Çocuğa Masal’daki yaralı tavşanla sevgisini şefkatini bölüşen çobanın öyküsü ise, “bedenin hakkı yoktur / şeklini aldığı ruh üstünde” (s:31) gerçeğinden hareket eder. Tavşan iyileşip gitmeye kalktığında, benzeşen ruh ekseninde, ayrı ayrı yerlerde aynı sonu paylaşırlar. Her ikisi de soğuk bir iklimi andıran “karanlığın tanrısı”na karışırlar. Bir yerde birbirinden gayrı ilişkileri olmayan yok hükmündeki varlıklarıdır onları masallaştıran.
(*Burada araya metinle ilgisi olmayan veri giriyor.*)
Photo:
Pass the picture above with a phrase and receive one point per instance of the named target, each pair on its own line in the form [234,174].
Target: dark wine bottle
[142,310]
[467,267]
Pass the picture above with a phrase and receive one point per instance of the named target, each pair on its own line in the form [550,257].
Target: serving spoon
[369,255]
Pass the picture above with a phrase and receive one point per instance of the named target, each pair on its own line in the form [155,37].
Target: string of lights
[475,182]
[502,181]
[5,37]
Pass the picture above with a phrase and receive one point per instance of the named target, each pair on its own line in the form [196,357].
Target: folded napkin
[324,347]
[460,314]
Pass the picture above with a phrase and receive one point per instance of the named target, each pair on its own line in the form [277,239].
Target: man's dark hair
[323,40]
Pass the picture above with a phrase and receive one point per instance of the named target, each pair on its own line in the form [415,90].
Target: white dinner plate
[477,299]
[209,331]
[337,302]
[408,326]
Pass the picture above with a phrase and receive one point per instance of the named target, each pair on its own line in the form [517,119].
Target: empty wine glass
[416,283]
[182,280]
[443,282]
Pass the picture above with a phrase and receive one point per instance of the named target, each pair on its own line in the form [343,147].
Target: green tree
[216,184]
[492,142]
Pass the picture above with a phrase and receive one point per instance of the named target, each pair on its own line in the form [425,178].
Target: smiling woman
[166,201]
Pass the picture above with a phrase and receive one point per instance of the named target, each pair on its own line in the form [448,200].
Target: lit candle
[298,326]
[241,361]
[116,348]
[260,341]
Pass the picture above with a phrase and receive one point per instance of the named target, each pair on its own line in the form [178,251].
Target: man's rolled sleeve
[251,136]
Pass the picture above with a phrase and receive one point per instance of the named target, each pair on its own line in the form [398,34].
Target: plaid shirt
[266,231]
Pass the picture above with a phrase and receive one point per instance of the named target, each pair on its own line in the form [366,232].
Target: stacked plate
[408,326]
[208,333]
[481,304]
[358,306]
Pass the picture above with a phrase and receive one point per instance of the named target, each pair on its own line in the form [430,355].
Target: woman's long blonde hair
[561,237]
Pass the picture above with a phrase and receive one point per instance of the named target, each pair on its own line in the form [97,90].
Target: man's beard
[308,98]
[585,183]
Bunu, Çocukla Yürüyüş’te daha yakından duyumsarız. Ayakları yere değmeyen “ihtimal barışmak, ihtimal küsmek, boşluğa aldanmak, bilinmeyen bir yerde birbirine sarılmak” gibi durumlarla düşle gerçek arasında gide gele yorulur ve buharlaşırlar. Şiirin sonundaki dört dize, varlık-yokluk meselinde son sözü söyler gibidir:
“çünkü yokuz geçtiğimiz yerde
vardığımız yerde
yokuz kendimizde
bu şiirde de” (s:35)
Bireyselliğinin gücüyle öne çıkan Azar adlı şiir gerek dize gerekse bütünsellik açısından oldukça sarsıcıdır. Belki bu yüzden birkaç kez okuma gereğini duyarız. Özellikle şu iki dize gizemde sınır tanımaz niteliktedir. Bir türlü adı konulamayan “olmayan”la “yaşanan” ayrı ayrı sorgulamaya çağırır bizi:
“olmayan her şeyin bir yüzü var sende
yaşadığın her şeyin de bir adı olmalı” (s:36)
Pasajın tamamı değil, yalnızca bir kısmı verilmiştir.